BROOKLYN – Brooklyn elected officials Monday expressed outrage at the terror attack on a Jewish school in southern France that has left at least four people dead.
Meanwhile, the NYPD has stepped up security at synagogues and other Jewish sites in the wake of the attack. Police spokesman Paul Browne said Monday that there are no specific threats in New York. But he said that as a precaution, police have increased patrols in Jewish neighborhoods. Brooklyn has one of the largest concentrations of Jews, especially Orthodox Jews, in the U.S.
Congressman Jerrold Nadler (D-Brooklyn/Manhattan) said, “I am absolutely horrified by the senseless and cowardly act of violence at the Ozar Hatorah school in Toulouse, France. That Jews continue to be targets of hate and violence by lunatics and feeble-minded anti-Semites is despicable. And that a madman would single out children is unspeakably depraved and tragic.”
Assemblyman Dov Hikind (D-Borough Park) and several City Council members representing Brooklyn districts held a rally in front of Hikind’s office Monday to protest the violence. With Hikind were Council Members Mathieu Eugene (D-Flatbush), Lew Fidler (D-Canarsie/Marine Park), David Greenfield (D-Borough Park/Midwood) and Michael Nelson (D-Brighton Beach/Sheepshead Bay) as well as leaders of the Borough Park and Flatbush Shomrim (community patrols).

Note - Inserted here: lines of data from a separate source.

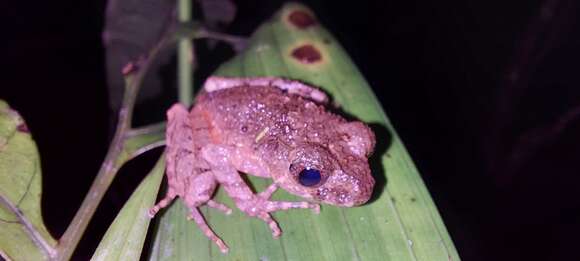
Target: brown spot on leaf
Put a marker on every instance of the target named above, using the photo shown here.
(23, 128)
(129, 68)
(307, 54)
(301, 19)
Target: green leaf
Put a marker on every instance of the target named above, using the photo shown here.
(402, 223)
(125, 237)
(23, 235)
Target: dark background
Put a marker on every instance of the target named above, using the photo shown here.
(483, 93)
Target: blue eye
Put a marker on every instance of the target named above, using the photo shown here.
(309, 177)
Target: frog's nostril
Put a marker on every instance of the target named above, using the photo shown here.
(309, 177)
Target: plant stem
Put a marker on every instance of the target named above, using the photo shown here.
(113, 161)
(185, 56)
(36, 237)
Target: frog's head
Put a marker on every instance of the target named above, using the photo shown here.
(334, 171)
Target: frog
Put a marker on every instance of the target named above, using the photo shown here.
(269, 127)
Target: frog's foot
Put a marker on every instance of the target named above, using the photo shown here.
(262, 206)
(219, 206)
(162, 203)
(196, 216)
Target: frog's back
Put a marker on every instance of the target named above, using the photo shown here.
(250, 114)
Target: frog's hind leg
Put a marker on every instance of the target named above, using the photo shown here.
(254, 205)
(179, 157)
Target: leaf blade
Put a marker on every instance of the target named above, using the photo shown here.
(125, 236)
(401, 224)
(23, 235)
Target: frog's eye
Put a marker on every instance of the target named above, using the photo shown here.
(309, 177)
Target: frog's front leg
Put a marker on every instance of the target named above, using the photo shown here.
(255, 205)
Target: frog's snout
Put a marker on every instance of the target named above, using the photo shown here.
(347, 191)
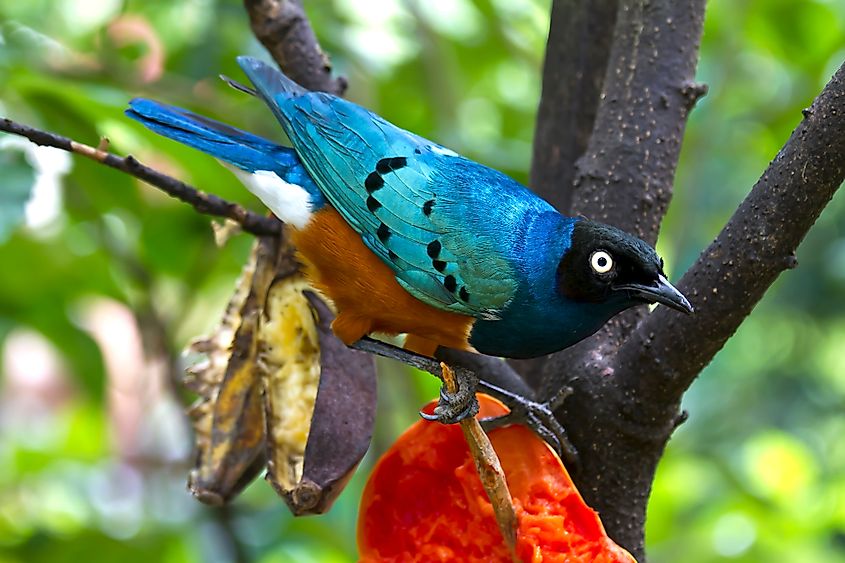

“We cry for the victims and their families,” said Hikind. “And at the same time we must express our gratitude to Commissioner Kelly and the NYPD who have done an exemplary job of keeping our streets safe from terror in the wake of September 11 and the random acts of terrorism that have followed worldwide.”
“We must all stand together to condemn this crime,” said Eugene. “I will continue to stand with you all to make sure that such things do not happen again.”
“I get to go home and hug my child tonight,” said Fidler. “This tragedy is felt by all of us.”
Republican attorney David Storobin, who is running against Fidler for state Senate, said, “We mourn for the victims. I remember the horror we felt when my great-uncle, a 70-year-old middle class doctor, was murdered for the same reason as these people — for being Jewish [in an incident in the former Soviet Union]. I know that in my family, while the pain and the fear subsides, it never goes away.”